On May 6, a crowd of well over 2,000 protestors - the largest yet to assemble in front of the city hall - were facing a platoon of 150 men of the Guards battalion, who were supplanted by a 75mm field gun loaded with high-explosive rounds. The day started as the last several had, with the several leaders of the protest yelling at the guards that faced them, calling for them to support their cause of liberalization and the protection of rights.

However, as the soldiers remained silent, the crowd grew rowdier than they previously had been. The infantry group captain grew weary and, as an inexperienced officer, prepared his troops to answer his call to fire. For the next several hours tensions continued to rise as the crowd drew closer to the steps of the government building, encroaching on the quarantine zone the soldiers had established. Soon, a protestor threw a rock at the infantry captain; he snapped and issued the order to open fire.

The infantry, deployed in two firing lines, and armed with bolt-action rifles, quickly delivered two volleys into the crowd, which immediately began to disperse. An initial death-count by the Russian soldiers states that approximately 231 protestors were killed or wounded in the first two volleys alone. Most of the protestors in front of the city hall immediately scattered and retreated down the streets of the city, but several dozen remained, hiding behind stopped cars and streetlights, harassing the soldiers and continuing to throw various items at them. The group captain called for the remainder of the protestors - as well as several passers-by that had witnessed the shooting - to return to their homes for the remainder of the day.

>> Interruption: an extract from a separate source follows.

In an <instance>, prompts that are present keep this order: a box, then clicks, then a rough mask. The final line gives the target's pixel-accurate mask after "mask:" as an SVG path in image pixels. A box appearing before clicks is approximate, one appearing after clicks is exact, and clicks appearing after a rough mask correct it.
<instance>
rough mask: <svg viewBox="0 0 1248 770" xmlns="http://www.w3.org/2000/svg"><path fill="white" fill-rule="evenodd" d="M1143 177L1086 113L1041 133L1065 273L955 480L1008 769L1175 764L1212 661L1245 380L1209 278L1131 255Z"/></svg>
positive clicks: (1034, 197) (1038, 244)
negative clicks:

Pavlov declares martial law

News of the killings spread quickly throughout Helsinki, and by twilight the entire city - including General Pavlov - was aware of the event. Shortly before dawn on May 7, Pavlov traveled to the city hall from his barracks outside of the city and declared martial law; the city's police were temporarily absorbed into his battalion of infantry and he temporarily relieved the Mayor from power. This news spread every faster than the news of the killings. Later this day - with the reserve infantry from the army base outside the city brought in to reinforce the key points in the city - another group of rioters around 700 in size reappeared in the city hall area. In command of the 200 infantrymen and 188 police at this site was a Captain Kirishenko, who had also been given the 75mm field gun deployed at the City Hall the day before.

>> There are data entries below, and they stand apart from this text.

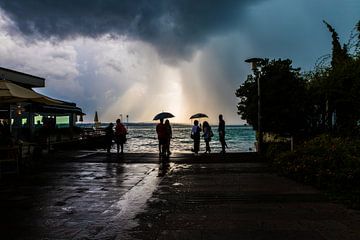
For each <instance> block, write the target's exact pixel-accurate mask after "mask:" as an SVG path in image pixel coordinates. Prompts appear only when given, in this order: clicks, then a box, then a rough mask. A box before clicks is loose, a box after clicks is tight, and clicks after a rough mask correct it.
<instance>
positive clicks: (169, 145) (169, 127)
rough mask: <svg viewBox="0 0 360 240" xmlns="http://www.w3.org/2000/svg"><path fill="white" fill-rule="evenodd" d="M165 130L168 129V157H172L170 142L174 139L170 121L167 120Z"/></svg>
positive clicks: (166, 142)
mask: <svg viewBox="0 0 360 240" xmlns="http://www.w3.org/2000/svg"><path fill="white" fill-rule="evenodd" d="M165 128H166V153H167V155H170V154H171V152H170V141H171V138H172V129H171V125H170V121H169V120H168V119H166V121H165Z"/></svg>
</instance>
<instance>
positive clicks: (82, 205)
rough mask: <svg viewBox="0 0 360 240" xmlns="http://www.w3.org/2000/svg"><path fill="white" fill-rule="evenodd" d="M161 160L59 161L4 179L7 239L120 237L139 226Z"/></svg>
mask: <svg viewBox="0 0 360 240" xmlns="http://www.w3.org/2000/svg"><path fill="white" fill-rule="evenodd" d="M158 169H159V164H155V163H147V164H144V163H142V164H136V163H134V164H125V163H116V162H103V163H100V162H81V163H80V162H53V163H49V164H47V165H46V166H44V169H43V170H42V171H41V172H40V171H39V172H38V173H33V174H32V175H31V176H29V175H28V176H23V177H21V178H20V179H17V180H16V179H7V180H6V179H5V180H4V181H3V180H2V182H1V183H0V212H1V215H0V231H1V234H2V236H1V238H2V239H116V238H117V237H118V236H122V238H121V239H124V238H125V237H126V232H127V231H128V230H130V229H132V228H133V227H135V226H137V222H136V218H135V216H136V215H137V214H139V213H140V212H141V211H143V210H144V208H145V203H146V202H147V200H148V199H149V198H150V197H151V196H152V192H153V191H154V190H155V189H156V187H157V185H158V182H159V181H160V180H161V178H159V177H158V173H159V172H158V171H159V170H158Z"/></svg>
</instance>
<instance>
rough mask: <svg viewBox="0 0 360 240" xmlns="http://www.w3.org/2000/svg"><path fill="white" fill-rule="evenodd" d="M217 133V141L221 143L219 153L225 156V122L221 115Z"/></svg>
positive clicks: (221, 114)
mask: <svg viewBox="0 0 360 240" xmlns="http://www.w3.org/2000/svg"><path fill="white" fill-rule="evenodd" d="M218 132H219V141H220V143H221V152H220V153H222V154H225V147H227V144H226V142H225V121H224V118H223V115H222V114H220V115H219V127H218Z"/></svg>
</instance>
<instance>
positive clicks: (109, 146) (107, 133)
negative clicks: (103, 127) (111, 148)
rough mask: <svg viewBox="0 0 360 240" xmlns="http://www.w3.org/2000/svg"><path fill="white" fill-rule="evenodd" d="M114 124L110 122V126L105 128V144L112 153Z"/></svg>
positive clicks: (107, 151) (106, 149)
mask: <svg viewBox="0 0 360 240" xmlns="http://www.w3.org/2000/svg"><path fill="white" fill-rule="evenodd" d="M113 128H114V124H113V123H110V124H109V126H107V127H106V128H105V145H106V151H107V153H110V149H111V146H112V140H113V139H114V129H113Z"/></svg>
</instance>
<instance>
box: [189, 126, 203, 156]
mask: <svg viewBox="0 0 360 240" xmlns="http://www.w3.org/2000/svg"><path fill="white" fill-rule="evenodd" d="M200 132H201V128H200V127H199V121H198V120H195V121H194V126H193V127H192V129H191V138H192V139H193V140H194V148H193V149H192V151H193V152H194V153H195V154H196V155H197V154H198V153H199V150H200Z"/></svg>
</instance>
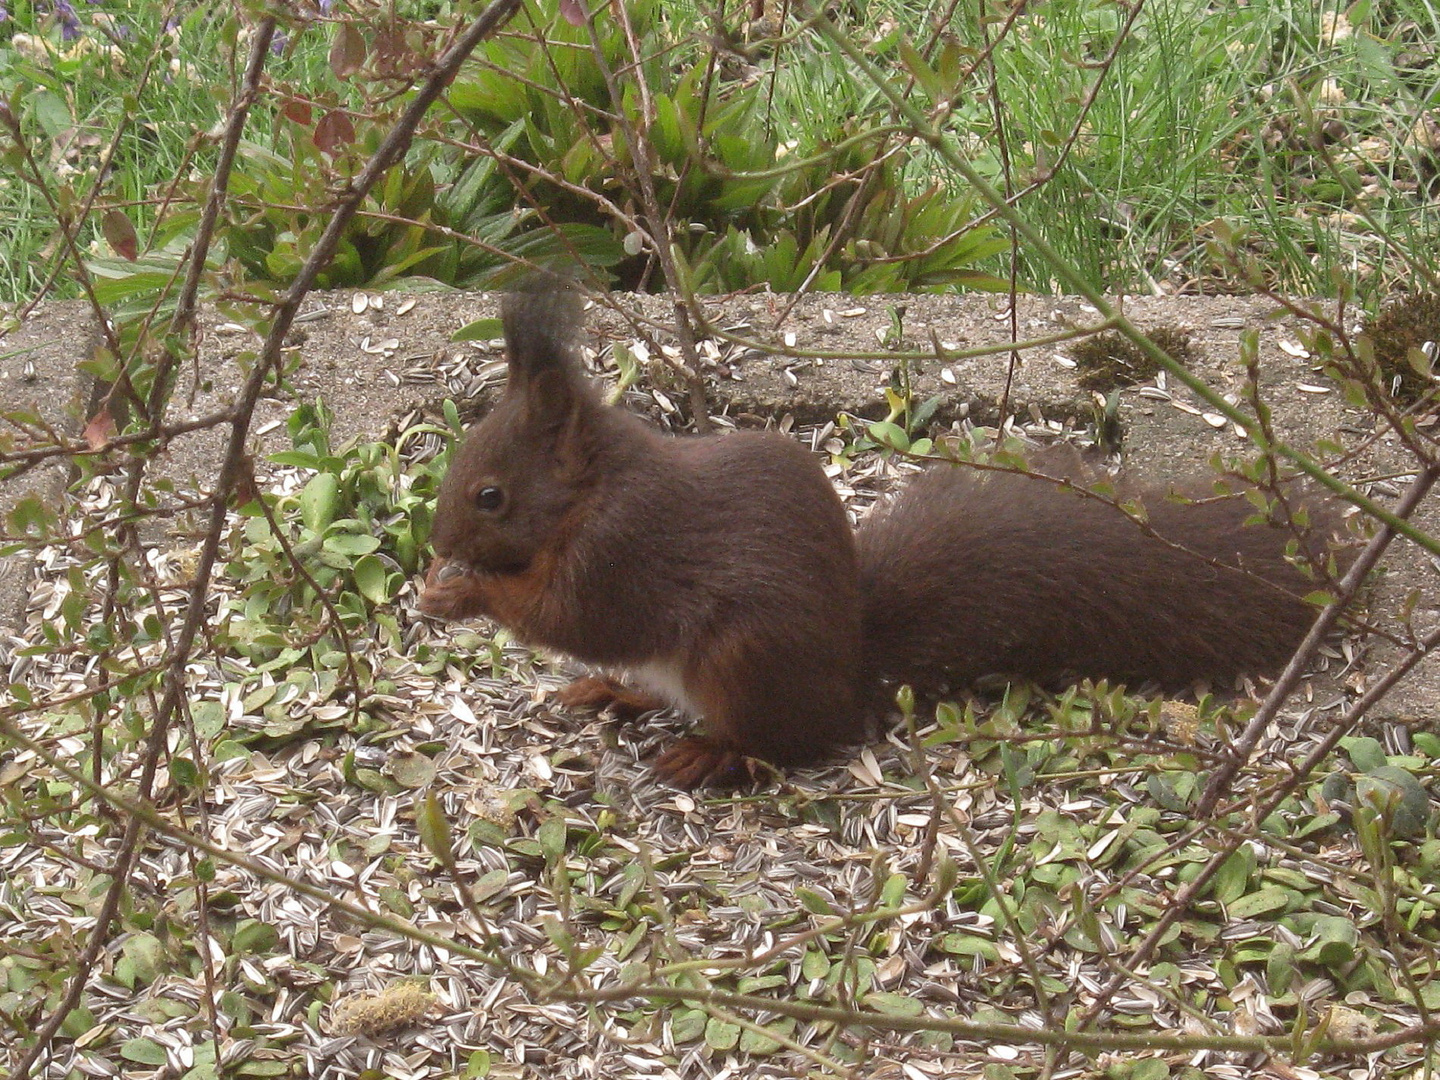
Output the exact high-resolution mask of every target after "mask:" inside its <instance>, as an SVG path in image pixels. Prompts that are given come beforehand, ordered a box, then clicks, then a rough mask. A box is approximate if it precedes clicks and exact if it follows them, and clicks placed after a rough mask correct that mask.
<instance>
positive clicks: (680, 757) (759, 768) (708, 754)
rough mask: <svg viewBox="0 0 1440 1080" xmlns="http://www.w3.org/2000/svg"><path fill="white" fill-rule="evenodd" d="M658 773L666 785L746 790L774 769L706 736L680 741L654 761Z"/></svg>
mask: <svg viewBox="0 0 1440 1080" xmlns="http://www.w3.org/2000/svg"><path fill="white" fill-rule="evenodd" d="M655 772H657V773H658V775H660V778H661V779H662V780H665V782H667V783H672V785H674V786H677V788H684V789H687V791H690V789H693V788H743V786H747V785H752V783H755V782H756V780H759V779H760V775H762V773H770V772H773V769H772V768H770V766H769V765H766V763H765V762H762V760H759V759H757V757H750V756H749V755H744V753H740V752H739V750H736V749H733V747H729V746H721V744H720V743H716V742H713V740H710V739H706V737H703V736H690V737H687V739H680V740H678V742H675V743H674V744H671V747H670V749H668V750H665V752H664V753H662V755H661V756H660V757H658V759H657V760H655Z"/></svg>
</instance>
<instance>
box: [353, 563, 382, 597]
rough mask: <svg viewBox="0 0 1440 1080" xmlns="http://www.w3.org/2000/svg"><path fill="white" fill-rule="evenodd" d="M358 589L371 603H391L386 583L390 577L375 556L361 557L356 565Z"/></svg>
mask: <svg viewBox="0 0 1440 1080" xmlns="http://www.w3.org/2000/svg"><path fill="white" fill-rule="evenodd" d="M354 576H356V589H359V590H360V595H361V596H364V598H366V599H367V600H370V603H376V605H380V603H389V602H390V589H389V588H387V585H386V582H387V579H389V575H387V573H386V569H384V563H382V562H380V560H379V559H376V557H374V556H373V554H366V556H361V557H360V560H359V562H357V563H356V569H354Z"/></svg>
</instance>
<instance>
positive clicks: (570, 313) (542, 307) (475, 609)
mask: <svg viewBox="0 0 1440 1080" xmlns="http://www.w3.org/2000/svg"><path fill="white" fill-rule="evenodd" d="M501 320H503V323H504V328H505V347H507V351H508V367H507V379H505V390H504V395H503V396H501V399H500V402H498V403H497V405H495V406H494V409H491V412H490V413H488V415H487V416H485V418H484V419H482V420H481V422H480V423H477V425H475V426H472V428H471V429H469V432H468V433H467V435H465V439H464V442H462V444H461V446H459V449H458V451H456V452H455V456H454V459H452V461H451V465H449V472H446V475H445V481H444V482H442V485H441V494H439V501H438V504H436V507H435V524H433V528H432V530H431V541H432V543H433V546H435V563H433V566H432V567H431V573H429V576H428V577H426V588H425V593H423V596H422V598H420V608H422V611H426V612H428V613H432V615H442V616H446V618H465V616H468V615H474V613H484V608H485V605H484V602H482V593H484V589H482V588H478V585H477V582H478V580H481V579H484V577H485V576H490V575H523V573H524V572H526V570H528V569H530V567H531V566H533V564H534V563H536V560H537V559H540V557H541V556H543V554H546V553H547V550H550V549H553V547H554V546H556V544H559V543H560V541H562V540H563V536H564V533H566V517H567V514H569V513H570V510H572V508H573V507H575V505H576V504H577V503H579V501H580V498H582V497H583V495H585V494H586V491H588V490H589V487H592V485H593V477H590V471H592V462H593V455H592V454H590V452H589V444H590V439H589V438H588V433H589V429H590V426H592V423H593V419H595V416H596V415H598V413H599V410H600V408H602V406H600V405H599V402H598V399H596V396H595V392H593V390H592V387H590V384H589V382H588V380H586V377H585V376H583V373H582V372H580V364H579V357H577V354H576V347H575V336H576V328H577V325H579V323H580V298H579V295H577V294H576V292H575V291H573V289H560V288H553V287H552V288H546V289H543V291H531V292H514V294H510V295H507V297H505V298H504V301H503V302H501ZM467 576H468V577H469V580H468V582H467V580H465V579H467ZM467 598H468V599H467Z"/></svg>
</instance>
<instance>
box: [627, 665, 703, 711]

As the strikers approached, several fired small handguns, while others threw broomsticks, rocks and many other appliances. The cars and carriages left from the shooting from the day before - abandoned when gunfire was heard - provided ample cover for the protestors when the infantry and police began to return fire at their own will, rather than in volleys. Very few protestors fled; most remained and continued harassing and firing at the Army infantry and the police. At this point, Kirishenko ordered the field gun to be rolled forward and loaded with high explosive rounds.